Sin embargo, los “dueños espirituales” de Araracuara, uno de los sitios más importantes para el chamanismo amazónico, y por donde pasan todos los pensadores en su viaje de “curación del mundo” durante el ritual del mambeo, evidenciaban que había un desequilibrio que acrecentaba con graves consecuencias. Empezando el siglo XXI, las antiguas Farc estaban en toda su expansión, y empezaron a colonizar el territorio, empezando el impulso a la extracción de oro con balsas de mineros que traían desde el piedemonte e inundaban todos los ríos. Al mismo tiempo se metían a las malocas, a las casas, a las camas, y los jóvenes indígenas se convertían en buzos, “pesquisadores”, cocineros y, de paso, militantes. La investigación científica se fue diluyendo, las instalaciones fueron siendo devoradas por la selva y por los conflictos entre la nueva generación de “dirigentes indígenas” y la institucionalidad, y hoy solo queda una ruina tenebrosa donde antes floreció la ciencia.
Dos décadas después, y una luego del acuerdo de paz de 2016, el mercado internacional de países y empresas consumidoras “sin traza de responsabilidad” del oro -y otros minerales, según parece-, de la coca y de la marihuana arrasan este territorio (otra vez, como hace un siglo, con persecución, muerte, desplazamiento y reclutamiento forzado y sumisión general), donde se concentran todos los parques nacionales más importantes de la región y los resguardos indígenas más grandes y bien conservados del país, que constituyen la matriz principal de bosques de la que dependen los ríos voladores que alimentan las ciudades del interior del país, y que no saben “de dónde viene el agua” más allá del grifo, o del “embalse”.

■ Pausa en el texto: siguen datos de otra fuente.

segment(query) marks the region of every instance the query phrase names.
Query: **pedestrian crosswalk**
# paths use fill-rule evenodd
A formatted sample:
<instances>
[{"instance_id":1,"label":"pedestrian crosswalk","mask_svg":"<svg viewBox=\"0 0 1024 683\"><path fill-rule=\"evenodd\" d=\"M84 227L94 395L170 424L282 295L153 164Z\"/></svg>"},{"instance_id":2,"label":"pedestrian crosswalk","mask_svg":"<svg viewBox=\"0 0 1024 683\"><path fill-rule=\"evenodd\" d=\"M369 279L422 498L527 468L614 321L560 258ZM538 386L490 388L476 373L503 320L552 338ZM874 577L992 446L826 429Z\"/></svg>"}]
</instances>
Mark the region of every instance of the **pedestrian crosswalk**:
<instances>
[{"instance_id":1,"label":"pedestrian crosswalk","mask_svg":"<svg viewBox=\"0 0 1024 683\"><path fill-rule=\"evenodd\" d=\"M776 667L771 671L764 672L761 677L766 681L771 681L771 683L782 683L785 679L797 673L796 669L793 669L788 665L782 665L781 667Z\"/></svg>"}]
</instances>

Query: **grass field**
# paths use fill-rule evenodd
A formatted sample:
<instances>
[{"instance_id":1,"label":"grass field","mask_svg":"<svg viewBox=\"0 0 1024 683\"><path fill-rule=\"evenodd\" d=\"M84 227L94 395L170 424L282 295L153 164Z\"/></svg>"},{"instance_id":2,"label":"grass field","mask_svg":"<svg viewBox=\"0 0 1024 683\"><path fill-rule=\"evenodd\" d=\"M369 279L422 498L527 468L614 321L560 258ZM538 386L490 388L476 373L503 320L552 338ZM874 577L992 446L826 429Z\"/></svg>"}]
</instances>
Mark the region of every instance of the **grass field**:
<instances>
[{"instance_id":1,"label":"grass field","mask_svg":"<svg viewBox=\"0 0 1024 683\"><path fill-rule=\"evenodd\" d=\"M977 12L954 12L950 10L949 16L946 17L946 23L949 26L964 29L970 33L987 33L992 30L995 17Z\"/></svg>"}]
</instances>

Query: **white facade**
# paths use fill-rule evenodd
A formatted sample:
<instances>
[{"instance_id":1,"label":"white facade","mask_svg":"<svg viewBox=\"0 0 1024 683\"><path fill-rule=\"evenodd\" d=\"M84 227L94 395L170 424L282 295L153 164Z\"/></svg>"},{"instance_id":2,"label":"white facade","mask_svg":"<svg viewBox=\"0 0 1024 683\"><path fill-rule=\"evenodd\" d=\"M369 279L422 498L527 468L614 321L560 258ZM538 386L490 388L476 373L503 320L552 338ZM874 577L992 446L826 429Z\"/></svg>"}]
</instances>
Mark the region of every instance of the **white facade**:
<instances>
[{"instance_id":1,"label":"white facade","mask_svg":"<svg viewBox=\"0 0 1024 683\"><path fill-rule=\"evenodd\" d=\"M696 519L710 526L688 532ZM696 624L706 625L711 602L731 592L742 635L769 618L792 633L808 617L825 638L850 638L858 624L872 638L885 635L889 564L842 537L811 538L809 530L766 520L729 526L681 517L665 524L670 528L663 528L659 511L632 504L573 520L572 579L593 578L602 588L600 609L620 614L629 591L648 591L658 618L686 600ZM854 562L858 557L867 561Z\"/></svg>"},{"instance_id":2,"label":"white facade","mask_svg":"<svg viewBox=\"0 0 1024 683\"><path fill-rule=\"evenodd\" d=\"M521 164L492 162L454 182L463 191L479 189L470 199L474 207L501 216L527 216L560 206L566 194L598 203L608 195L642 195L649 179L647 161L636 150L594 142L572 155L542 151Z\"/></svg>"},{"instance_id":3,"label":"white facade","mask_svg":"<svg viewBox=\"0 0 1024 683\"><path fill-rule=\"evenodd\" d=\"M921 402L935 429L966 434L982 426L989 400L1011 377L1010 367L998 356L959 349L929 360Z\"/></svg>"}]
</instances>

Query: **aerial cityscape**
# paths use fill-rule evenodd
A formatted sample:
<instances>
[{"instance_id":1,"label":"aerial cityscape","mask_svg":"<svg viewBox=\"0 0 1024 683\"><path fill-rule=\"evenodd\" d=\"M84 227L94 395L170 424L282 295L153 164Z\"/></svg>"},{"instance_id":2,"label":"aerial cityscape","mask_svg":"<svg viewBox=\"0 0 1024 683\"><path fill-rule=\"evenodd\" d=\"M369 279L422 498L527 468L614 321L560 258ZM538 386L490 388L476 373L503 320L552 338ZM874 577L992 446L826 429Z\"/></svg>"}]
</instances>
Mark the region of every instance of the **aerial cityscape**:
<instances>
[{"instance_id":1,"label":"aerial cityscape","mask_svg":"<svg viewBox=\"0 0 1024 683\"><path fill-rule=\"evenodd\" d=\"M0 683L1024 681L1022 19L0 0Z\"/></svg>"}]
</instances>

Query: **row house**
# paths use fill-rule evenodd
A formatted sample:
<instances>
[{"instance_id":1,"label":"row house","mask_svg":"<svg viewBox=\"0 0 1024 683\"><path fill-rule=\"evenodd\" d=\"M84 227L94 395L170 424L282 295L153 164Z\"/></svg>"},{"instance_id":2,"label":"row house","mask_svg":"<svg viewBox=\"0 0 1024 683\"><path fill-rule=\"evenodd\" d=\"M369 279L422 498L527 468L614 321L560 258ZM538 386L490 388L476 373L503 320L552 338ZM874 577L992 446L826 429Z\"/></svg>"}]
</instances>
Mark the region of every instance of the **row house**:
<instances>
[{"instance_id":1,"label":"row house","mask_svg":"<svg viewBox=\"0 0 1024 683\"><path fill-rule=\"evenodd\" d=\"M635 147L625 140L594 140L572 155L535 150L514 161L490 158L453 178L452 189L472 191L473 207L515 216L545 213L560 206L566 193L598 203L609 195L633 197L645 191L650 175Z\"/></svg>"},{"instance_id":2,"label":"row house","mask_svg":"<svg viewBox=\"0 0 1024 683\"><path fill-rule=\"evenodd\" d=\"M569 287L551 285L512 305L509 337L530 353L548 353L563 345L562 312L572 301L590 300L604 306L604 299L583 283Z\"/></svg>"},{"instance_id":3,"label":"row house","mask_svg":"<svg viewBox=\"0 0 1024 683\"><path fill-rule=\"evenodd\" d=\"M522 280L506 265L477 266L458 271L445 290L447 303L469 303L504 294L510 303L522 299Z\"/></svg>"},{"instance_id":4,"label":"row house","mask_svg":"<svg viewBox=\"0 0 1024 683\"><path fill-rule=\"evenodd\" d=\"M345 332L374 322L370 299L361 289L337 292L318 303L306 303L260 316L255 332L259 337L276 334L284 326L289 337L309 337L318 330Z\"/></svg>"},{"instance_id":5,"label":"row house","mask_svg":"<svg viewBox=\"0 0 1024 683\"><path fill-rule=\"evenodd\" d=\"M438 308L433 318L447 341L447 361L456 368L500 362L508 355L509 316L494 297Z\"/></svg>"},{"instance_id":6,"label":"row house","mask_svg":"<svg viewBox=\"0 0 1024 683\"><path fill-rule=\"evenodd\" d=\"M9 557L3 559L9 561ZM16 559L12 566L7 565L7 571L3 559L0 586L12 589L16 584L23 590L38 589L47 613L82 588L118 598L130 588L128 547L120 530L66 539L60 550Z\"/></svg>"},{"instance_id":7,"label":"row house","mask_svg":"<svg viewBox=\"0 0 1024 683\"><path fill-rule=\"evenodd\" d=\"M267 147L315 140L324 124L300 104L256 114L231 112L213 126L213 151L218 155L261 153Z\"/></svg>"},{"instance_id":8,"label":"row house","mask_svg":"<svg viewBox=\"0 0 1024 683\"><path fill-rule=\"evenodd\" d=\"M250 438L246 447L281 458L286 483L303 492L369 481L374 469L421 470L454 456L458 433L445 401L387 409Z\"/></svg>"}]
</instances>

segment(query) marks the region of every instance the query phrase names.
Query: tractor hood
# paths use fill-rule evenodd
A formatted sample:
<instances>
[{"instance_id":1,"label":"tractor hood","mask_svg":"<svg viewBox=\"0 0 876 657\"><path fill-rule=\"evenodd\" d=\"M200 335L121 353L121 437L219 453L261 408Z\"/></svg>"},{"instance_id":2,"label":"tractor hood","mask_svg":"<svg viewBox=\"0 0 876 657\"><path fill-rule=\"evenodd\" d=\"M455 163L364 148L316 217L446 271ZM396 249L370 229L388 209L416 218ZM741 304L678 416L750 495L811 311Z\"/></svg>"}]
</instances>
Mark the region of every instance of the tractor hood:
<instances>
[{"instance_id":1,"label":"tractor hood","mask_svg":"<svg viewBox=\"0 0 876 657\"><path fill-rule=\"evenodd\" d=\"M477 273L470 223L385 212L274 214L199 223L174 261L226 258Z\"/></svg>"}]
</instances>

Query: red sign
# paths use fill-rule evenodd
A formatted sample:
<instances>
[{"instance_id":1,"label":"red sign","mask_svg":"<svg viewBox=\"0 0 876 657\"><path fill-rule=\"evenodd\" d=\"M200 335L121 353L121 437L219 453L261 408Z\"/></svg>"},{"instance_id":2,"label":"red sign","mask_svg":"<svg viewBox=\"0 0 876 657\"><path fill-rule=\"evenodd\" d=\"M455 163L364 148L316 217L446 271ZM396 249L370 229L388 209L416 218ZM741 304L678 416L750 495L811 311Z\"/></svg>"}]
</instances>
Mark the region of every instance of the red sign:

Un siglo de historia podría permitir tomar decisiones de Estado donde la necesidad de generar información para proteger la seguridad climática nacional debe ser una prioridad. Y por lo tanto la recuperación de Araracuara como centro piloto de investigación nacional e internacional debe ser un propósito prioritario para el Gobierno nacional, la comunidad internacional y la sociedad civil organizada. Esto es lo que constituye un activo estratégico de seguridad nacional, así para algunos sea preferible ver cómo el esclavismo del siglo XXI acaba con nuestro patrimonio natural y cultural. No vaya y sea que otros países tengan la excusa perfecta para meterse a “salvar el patrimonio de la humanidad”.